Salut, fit une voix inconnue.

Dzangher cligna plusieurs fois des yeux. Ses larmes avaient séché depuis longtemps, collant ses paupières, et il lui fallut quelques secondes pour que le monde ne retrouve sa netteté.

L'homme qui se tenait devant lui revint instantanément à sa mémoire. C'était celui qui les avait accompagnés lors de la rencontre, dans les montagnes. C'était un halfelin, comme lui, sensiblement du même âge. Ses traits étaient marqués par des rides profondes et une ombre dansait dans ses yeux alors qu'il le dévisageait. Dzangher reconnut sans peine les stigmates des combattants de la guerre des 600.

Comment s'appelait-il, déjà ?

— Salut, fit-il d'une voix rauque.

— Tu te souviens de moi ?

— Tu étais avec... (Il eut un geste vague de la main et son nom lui revint d'un coup.) Jeremy.

Jeremy hocha la tête.

— Lève-toi.

— Qui es-tu au juste ? grinça Dzangher sans bouger d'un poil. L'exécuteur de la reine en personne ?

Le maître espion haussa les épaules.

— Parfois. Mais pas aujourd'hui. Lève-toi. Nous n'avons pas beaucoup de temps.

— Pourquoi faire ? ricana l'ancien général. Je n'ai pas envie d'aller où que ce soit. Va-t'en, laisse-moi tranquille.

Jeremy croisa les bras.

— On m'a pourtant dit que tu voulais voir quelqu'un.

Dzangher sursauta et bondit sur ses pieds. Il arrivait à peine au niveau du menton de Jeremy, mais parvint quand même à le regarder droit dans les yeux. L'autre ne cilla même pas.

— Qui ?

— Je crois que tu le sais, répliqua Jeremy sans que son expression ne varie d'un iota. Suis-moi.

*

**

Les cachots étaient terriblement familiers aux yeux de l'ancien général.

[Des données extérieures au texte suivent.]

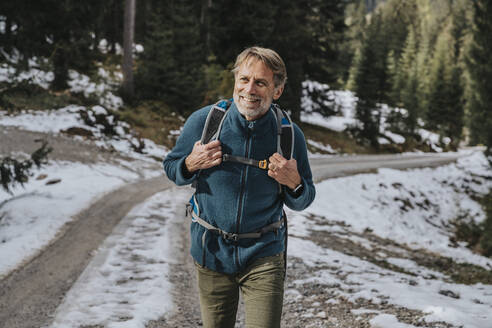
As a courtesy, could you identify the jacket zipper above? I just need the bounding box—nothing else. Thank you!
[235,127,251,270]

Tout le temps que dura la descente, il dut lutter contre des montées de panique et l'envie de s'enfuir le plus loin possible. Retourner là-bas était une torture.

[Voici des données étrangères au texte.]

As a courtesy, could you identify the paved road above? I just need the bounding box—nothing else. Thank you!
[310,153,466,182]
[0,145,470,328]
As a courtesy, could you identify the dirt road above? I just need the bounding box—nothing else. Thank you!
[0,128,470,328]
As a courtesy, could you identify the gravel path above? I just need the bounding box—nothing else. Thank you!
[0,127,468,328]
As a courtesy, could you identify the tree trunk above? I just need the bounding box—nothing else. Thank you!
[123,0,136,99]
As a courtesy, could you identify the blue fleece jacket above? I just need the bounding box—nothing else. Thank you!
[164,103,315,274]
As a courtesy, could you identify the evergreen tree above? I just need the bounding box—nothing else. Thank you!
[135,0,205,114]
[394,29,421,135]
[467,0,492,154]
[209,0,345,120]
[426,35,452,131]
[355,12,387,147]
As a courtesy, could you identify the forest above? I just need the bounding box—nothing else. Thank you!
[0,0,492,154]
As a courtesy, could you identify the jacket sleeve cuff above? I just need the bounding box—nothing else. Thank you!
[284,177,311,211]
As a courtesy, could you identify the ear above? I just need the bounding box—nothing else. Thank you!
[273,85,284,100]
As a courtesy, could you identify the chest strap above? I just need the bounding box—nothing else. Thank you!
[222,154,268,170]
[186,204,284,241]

Jeremy l'entraîna sans un mot dans des couloirs à peine éclairés et de toute évidence utilisés seulement de quelques élus, ce qui confirma les soupçons de Dzangher sur le rôle réel de Jeremy. Ils ne croisèrent personne et le maître espion ne s'arrêta ni ne se retourna une seule fois pour s'assurer que son invité le suivait bien.

Celui-ci avait le souffle court à cause de sa blessure, mais il ne faiblissait pas, tendu vers son objectif. L'espoir dévorait ses doutes.

Enfin, au détour d'un énième couloir, Jeremy posa la main sur une paroi en tous points semblable à toutes les autres et se retourna vers lui.

— Silence, maintenant.

Dzangher haussa les sourcils. Il n'avait pas particulièrement eu l'impression d'être bruyant avant cela.

Le maître espion attendit quelques instants, aux aguets. Dzangher devina qu'il écoutait d'une manière ou d'une autre de l'autre côté du mur. Ce qu'il entendit sembla lui convenir puisqu'il joua une symphonie étrange de ses doigts sur la paroi, et celle-ci pivota.

Il se glissa à l'extérieur, faisant signe à Dzangher de le suivre.

Ils se retrouvèrent dans un couloir bien trop familier. Devant eux s'étendaient des dizaines de grilles de fer sales, éclairées ponctuellement par des torches crachant une fumée noire. Les murs luisaient d'humidité et de choses moins avouables. Une odeur de moisi, de corps mal lavés et de déjections flottait dans l'air.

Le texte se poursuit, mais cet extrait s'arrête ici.